CHPC provides several options for home directory file systems.
General HPC home directories
The General HPC home directory storage system is the default home directory file system that is available to groups free of charge. If your group has not purchased storage or you do not fit into one of the other categories listed below, then this is the space where your CHPC home directory will be provisioned. This file system has a 50 GB per user quota which is enforced. CHPC can provide temporary increases to this space. THIS SPACE IS NOT BACKED UP. It is assumed important data will be copied to a departmental file server or another location.
Owner home directories - New solution as of August 2017
CHPC currently allows CHPC PIs with sponsored research projects to buy-in to storage at a price determined based on cost recovery. The current limit for this space is 1TB/group, and all members of the research group will have home directories on this space. The hardware for the current home directory solution was purchaed in the summer of 2017. Initially, it was sold at a price of $1250/TB for the 5 year warranty period of the hardware. The current price is prorated to $1000/B for the remaining warranty lifetime.
THis solution is based on an offering from Dell known as their Compellent solution. In this solution there are two RAID disk based copies, one of which is the primary storage with which users will normally interact. The second copy is used as a fail over, and is effectively a replicated copy of the primary side. In case of hardware issue with the primary copy, the fail over will become the active working copy until repairs can be made. For increased performance, there are solid state drives that will be used in an transparent manner as a first tier for I/O to this space in front of the larger capacity traditional spinning drives. Note that these features, including the fail over copy, will be present for all home directories, including the default 50GB ones provided to users whose groups do not purchase the larger home directory space.

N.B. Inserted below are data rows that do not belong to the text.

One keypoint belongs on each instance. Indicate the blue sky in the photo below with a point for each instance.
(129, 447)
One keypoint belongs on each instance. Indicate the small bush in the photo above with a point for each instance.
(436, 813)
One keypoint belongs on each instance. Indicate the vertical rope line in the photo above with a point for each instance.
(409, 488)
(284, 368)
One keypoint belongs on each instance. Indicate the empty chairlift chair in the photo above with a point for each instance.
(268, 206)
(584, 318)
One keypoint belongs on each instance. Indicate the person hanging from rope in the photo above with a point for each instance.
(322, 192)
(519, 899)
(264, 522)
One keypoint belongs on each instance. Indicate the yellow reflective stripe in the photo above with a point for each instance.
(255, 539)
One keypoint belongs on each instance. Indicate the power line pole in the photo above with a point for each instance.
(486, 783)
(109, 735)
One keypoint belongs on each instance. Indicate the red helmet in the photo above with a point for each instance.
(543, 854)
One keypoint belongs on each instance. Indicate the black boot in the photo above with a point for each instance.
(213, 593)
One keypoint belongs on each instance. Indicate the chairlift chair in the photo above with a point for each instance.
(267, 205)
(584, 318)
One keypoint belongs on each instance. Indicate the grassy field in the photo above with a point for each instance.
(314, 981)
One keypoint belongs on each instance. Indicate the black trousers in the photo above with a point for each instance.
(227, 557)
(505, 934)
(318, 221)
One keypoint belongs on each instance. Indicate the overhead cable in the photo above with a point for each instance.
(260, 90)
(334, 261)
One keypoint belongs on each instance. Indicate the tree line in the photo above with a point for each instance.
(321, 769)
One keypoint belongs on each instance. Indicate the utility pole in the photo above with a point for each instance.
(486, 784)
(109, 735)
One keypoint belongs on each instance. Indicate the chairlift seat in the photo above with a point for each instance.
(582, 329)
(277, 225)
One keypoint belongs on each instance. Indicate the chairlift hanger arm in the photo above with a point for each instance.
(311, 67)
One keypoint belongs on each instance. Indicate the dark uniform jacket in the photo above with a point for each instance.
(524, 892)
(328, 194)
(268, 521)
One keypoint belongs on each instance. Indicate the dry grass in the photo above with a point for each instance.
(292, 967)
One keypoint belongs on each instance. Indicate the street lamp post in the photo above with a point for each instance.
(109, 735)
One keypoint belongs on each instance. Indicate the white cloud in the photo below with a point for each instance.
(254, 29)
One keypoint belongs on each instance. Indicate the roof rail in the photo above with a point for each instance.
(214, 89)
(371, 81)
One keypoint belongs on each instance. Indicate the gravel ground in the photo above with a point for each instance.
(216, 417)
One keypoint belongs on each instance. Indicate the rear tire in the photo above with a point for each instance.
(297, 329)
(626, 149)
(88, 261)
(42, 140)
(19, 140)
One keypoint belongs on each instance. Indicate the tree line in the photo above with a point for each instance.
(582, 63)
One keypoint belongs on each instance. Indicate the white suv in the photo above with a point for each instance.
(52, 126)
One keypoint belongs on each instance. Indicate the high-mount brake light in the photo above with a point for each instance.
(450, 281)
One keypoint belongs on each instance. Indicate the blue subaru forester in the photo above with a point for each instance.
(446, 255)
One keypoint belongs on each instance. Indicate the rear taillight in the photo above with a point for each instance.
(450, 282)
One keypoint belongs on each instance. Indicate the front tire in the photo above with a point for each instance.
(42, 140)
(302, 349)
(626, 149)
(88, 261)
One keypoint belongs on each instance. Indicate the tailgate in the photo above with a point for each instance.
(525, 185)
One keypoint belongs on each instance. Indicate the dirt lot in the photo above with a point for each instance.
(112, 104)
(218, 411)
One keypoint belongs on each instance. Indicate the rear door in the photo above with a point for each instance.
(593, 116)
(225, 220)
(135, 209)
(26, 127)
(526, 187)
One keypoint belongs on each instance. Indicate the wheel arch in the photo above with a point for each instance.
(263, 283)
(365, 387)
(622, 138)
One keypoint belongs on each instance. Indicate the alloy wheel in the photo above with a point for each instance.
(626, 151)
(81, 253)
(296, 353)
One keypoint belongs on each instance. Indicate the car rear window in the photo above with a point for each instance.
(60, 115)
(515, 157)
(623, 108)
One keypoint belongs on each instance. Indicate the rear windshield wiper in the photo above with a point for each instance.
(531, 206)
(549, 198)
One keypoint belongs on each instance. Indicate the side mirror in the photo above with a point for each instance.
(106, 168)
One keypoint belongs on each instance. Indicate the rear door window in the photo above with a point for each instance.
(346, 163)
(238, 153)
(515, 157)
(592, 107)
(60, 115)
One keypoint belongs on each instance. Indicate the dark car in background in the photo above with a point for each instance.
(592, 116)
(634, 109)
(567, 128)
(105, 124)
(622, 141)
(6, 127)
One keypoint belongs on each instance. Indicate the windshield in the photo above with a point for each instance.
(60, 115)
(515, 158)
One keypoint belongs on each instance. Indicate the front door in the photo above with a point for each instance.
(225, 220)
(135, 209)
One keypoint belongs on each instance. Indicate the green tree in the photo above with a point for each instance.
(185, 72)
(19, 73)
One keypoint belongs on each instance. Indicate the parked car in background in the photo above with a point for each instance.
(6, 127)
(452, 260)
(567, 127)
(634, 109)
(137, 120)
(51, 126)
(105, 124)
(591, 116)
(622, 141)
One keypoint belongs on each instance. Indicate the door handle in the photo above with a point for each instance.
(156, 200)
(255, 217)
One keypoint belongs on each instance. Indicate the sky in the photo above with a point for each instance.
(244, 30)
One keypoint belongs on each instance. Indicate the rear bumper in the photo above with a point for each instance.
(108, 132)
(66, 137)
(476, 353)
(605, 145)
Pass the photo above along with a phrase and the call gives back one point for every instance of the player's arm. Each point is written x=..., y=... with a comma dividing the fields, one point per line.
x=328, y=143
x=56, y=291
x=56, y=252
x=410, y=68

Note that having a redundant copy is not a backup solution as any changes in the primary side will be synced to the secondary side, for example deleting or overwriting a file. The price of this solution also includes a back up, with nightly incremental and weekly full back ups and a two week retention window.
We will continue to prorate the cost of this storage based on the remaining warranty time. When it is time to refresh the hardware, CHPC will contact all groups who have purchased space about the new pricing policy. This file system is backed up to tape, with nightly incremental and weekly full back ups and a two week retention window. Please contact us by emailing firstname.lastname@example.org and request to meet with us to discuss your needs and timing.
Group Level Storage File Systems
CHPC currently allows CHPC PIs with sponsored research projects to buy-in to file storage at a price determined based on cost recovery. A more detailed description of this storage offering is available. The current pricing is $150/TB for the lifetime of the hardware which is purchased with a 5 year warranty. CHPC purchases the hardware for this storage in bulk (currently 320TB at a time) and then sells it to individual groups in TB quantities, so depending on the amount of group storage space you are interested in purchasing, CHPC may have the storage to meet your needs on hand. Please contact us by emailing email@example.com and request to meet with us to discuss your needs and timing.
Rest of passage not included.